When I did this, my daughter's eyes got bigger and bigger as the bottle got smaller and smaller. As a homeschool Dad, it's those "light-bulb" moments that just make my day. Well, today, we're going to go a step further. At a local grocery store, they hand out helium balloons to every kid that walks (or rides a stroller or cart) in. I got a couple of un-inflated balloons. Here's the procedure:
  1. Prepare the water as illustrated above.
  2. While the bottle is at room temperature, stretch a balloon over the top of the bottle.
  3. Put the bottle in the hot water. What happens to the balloon?
  4. Now put the bottle in cold water. What happens to the balloon?

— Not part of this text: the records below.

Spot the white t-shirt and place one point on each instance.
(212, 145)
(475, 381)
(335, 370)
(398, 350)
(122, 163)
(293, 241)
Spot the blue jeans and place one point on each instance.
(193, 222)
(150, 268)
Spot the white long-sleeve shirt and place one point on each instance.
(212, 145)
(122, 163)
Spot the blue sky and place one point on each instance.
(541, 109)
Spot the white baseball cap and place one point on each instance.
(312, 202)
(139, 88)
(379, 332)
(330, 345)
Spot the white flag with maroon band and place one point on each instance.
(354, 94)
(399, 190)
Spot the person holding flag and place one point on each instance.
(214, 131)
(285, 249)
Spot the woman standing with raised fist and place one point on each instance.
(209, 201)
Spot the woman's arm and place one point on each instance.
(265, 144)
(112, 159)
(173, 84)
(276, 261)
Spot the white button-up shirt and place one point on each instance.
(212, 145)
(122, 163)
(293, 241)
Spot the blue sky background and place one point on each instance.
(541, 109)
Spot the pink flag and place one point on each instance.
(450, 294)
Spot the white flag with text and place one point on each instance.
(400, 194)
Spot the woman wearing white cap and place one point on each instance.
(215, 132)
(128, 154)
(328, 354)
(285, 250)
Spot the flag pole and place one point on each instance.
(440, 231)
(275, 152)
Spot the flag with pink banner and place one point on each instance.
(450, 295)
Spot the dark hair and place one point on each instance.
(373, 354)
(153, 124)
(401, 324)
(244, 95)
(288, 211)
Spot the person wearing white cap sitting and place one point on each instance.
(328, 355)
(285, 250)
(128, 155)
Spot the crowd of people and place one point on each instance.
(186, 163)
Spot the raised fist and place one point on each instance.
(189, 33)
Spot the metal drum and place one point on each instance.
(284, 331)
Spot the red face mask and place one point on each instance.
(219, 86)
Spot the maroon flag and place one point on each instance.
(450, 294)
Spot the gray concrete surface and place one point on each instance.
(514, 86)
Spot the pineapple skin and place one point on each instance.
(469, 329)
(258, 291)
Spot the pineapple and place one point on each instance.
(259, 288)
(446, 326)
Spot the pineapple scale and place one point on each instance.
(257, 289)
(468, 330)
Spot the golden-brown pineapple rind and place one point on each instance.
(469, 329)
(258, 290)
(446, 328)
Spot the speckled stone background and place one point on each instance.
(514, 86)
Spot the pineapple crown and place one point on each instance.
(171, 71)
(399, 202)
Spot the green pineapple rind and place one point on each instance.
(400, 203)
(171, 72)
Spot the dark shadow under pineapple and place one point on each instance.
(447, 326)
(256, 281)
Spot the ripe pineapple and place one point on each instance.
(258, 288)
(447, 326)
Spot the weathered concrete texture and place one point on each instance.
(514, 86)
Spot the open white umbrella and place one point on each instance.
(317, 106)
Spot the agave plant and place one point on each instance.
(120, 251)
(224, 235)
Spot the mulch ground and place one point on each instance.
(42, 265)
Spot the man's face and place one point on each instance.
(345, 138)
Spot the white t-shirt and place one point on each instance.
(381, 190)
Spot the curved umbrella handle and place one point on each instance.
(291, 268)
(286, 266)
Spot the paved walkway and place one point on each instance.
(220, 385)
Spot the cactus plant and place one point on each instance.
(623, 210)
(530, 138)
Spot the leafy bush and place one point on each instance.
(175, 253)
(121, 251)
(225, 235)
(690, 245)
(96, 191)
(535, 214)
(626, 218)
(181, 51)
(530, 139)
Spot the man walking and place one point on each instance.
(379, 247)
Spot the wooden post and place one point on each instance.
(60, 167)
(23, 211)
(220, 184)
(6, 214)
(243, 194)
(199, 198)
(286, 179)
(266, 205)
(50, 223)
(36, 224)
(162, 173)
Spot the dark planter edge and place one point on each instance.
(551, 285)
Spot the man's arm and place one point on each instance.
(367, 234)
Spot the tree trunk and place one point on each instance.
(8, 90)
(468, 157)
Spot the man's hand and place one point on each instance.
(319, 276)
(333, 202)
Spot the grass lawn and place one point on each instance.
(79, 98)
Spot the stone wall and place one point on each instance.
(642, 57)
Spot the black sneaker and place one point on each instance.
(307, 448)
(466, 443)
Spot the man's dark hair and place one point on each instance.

  5. This will also be part of her writing assignment: What happened to the balloon on the soda bottle in hot water? What happened to it in cold water? Why? I'm learning how to take one lesson and make it many. :) I think that's what a good homeschooler should be doing.

    Remember: Train a child in the way he should go, and when he is old he will not turn from it. Proverbs 22:6, NIV

Wednesday, May 17, 2006

Music Lesson

Today, we're going to study music with Sergei Prokofiev. Well, he's not really here, but his music is. Peter and the Wolf is a musical story he wrote to introduce children to the instruments. Each instrument represents a character in the story. Musically, the instruments work together (with a narrator) to tell the story. I listened to the record quite often as a child, and loved it. Now I have it on CD.

You can probably get it from your local library. Check it out! Most of the recordings have narration. If it doesn't, you can find the narration online at sites like this one. Check it out.

Today, we've got a diorama with movable pieces courtesy of Brighter Vision. The pieces have the character on one side, and the instruments on the other. I also found a very entertaining version of the story by Weird Al Yankovic. It's very close to the real thing, but filled with hilarious narration.

Well, on with the lessons! Enjoy your homeschooling adventure. It's the best time you'll EVER spend with your kids! I promise!

Monday, May 15, 2006

I Brought a Bough Through the Rough weather

I'm homeschooling and I'm faced with a dilemma. First a little pat on my own back: I was the number 8 speller in the entire State of Texas in 1981, when a sophomore. So, I'm gifted with spelling. I rarely have to look up words. Now that I'm teaching, I need to teach my daughter how to do that.

How, then, does one who never had to do something, teach it? I say, "Sound it out," and she does. And she comes up with something that is completely wrong.

Not a problem! Let's look it up in the dictionary, and let's use the title sentence as an example. You'll notice first that the English language - for lack of a better term - stinks. Yeah, everyone in the world speaks it, but few know the intricacies of the language. How many people know that some group - somewhere - keeps changing the rules for writing! I'm convinced that the only reason for the changes is so they can sell more books. Ya know, nobody will buy a 'revised edition' if nothing's been revised. So all these old farts sit around saying, "We'll make it 'normal' for a list of words to have a comma after every entry, except before the word 'and'." A few years later, they need to buy a new Lexus, so they put out a new book. "Let's make it 'normal' to put the comma before the 'and' in a list." And they publish a new book.

So, anyway - you have this series of letters: o-u-g-h. In any other language (Spanish, French, German, etc.) that series of letters would have a standard sound. Well, in English, they don't. It all depends on which word those letters are used.
  • Brought - brot
  • Bough - bow
  • Through - threw
  • Rough - ruff


Why would anyone accept these spellings for these various sounds? Notice that only the word Rough has the 'f' sound at the end, like laugh. You can't assign a rule for that, because - with the exception of the 'th' at the beginning - Through is spelled exactly like Rough. It's also identical to the middle of Brought. How can one teach this? Identical spelling, different sounds.

Read and Read is a worse example. The words are identically spelled. But if it's present-tense (I'm reading a book), then it's pronounced reed. If, on the other hand, it's past-tense (I read the book), then it's pronounced red.

Homeschooling is an adventure. Explaining why we have silly language rules like this makes it even more so.